O presidente dos EUA, Donald Trump, alega que os serviços de segurança e inteligência verificaram que todos os imigrantes eram membros de organização criminosa. Além disso, justificou que não seria possível realizar julgamentos de tantos casos de “criminosos estrangeiros” e que estaria fazendo o que “foi eleito para fazer”.

“Não podemos dar a todos um julgamento, porque isso levaria, sem exagero, 200 anos. Precisaríamos de centenas de milhares de julgamentos para as centenas de milhares de ilegais que estamos enviando para fora do país”, disse em uma rede social após a Corte Suprema suspender o uso da Lei de Inimigos Estrangeiros para transferir imigrantes. 

Já o presidente de El Salvador, Nayib Bukele, recebeu os presos em troca de recursos financeiros e de ajuda com “inteligência” do governo dos EUA. O presidente centro-americano também sustenta que respeita os direitos humanos.

“Nós não temos presos políticos. Todos os venezuelanos que temos sob custódia foram detidos como parte de uma operação contra gangues como a Operação Trem de Aragua, nos Estados Unidos (EUA)”, justificou Bukele.

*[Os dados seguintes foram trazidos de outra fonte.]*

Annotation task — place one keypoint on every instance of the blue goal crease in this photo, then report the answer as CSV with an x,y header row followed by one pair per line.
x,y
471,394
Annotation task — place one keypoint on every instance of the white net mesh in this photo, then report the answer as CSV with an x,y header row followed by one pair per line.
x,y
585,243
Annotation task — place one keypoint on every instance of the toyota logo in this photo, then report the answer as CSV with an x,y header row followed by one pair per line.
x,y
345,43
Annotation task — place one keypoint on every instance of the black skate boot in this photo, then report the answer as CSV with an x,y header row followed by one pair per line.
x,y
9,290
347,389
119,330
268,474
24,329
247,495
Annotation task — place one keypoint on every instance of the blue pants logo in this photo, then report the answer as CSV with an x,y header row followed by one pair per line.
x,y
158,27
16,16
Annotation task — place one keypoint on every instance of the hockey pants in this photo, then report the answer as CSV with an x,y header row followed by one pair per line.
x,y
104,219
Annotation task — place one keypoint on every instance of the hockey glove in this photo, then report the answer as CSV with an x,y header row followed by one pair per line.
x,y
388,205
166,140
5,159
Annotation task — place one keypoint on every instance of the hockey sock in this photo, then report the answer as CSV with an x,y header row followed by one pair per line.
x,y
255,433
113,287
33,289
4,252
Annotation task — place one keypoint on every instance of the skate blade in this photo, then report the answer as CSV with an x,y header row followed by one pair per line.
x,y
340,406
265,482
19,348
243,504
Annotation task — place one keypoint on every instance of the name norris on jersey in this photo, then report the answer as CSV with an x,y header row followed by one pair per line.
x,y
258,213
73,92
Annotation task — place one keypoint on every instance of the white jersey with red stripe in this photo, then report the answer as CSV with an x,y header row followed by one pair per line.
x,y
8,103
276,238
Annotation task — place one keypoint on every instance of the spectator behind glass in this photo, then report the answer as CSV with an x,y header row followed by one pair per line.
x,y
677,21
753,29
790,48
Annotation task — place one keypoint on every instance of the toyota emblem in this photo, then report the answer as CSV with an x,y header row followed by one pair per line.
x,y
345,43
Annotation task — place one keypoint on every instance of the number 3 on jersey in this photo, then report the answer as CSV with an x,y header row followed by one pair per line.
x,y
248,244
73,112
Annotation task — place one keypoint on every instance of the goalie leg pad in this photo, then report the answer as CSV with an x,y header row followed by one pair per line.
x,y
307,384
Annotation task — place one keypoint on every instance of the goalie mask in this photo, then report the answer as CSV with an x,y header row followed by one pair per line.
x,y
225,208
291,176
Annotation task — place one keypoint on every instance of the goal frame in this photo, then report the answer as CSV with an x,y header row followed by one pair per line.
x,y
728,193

O presidente de El Salvador governa há mais de três anos por meio de decretos de Estado de Exceção, com suspensão de direitos individuais, é acusado por organizações de direitos humanos, como a Anistia Internacional, de prisões arbitrárias e prática sistemática de tortura no Centro de Confinamento de Terroristas (Cecot), onde milhares de presos não teriam direito a defesa e seriam submetidos a julgamentos em massa.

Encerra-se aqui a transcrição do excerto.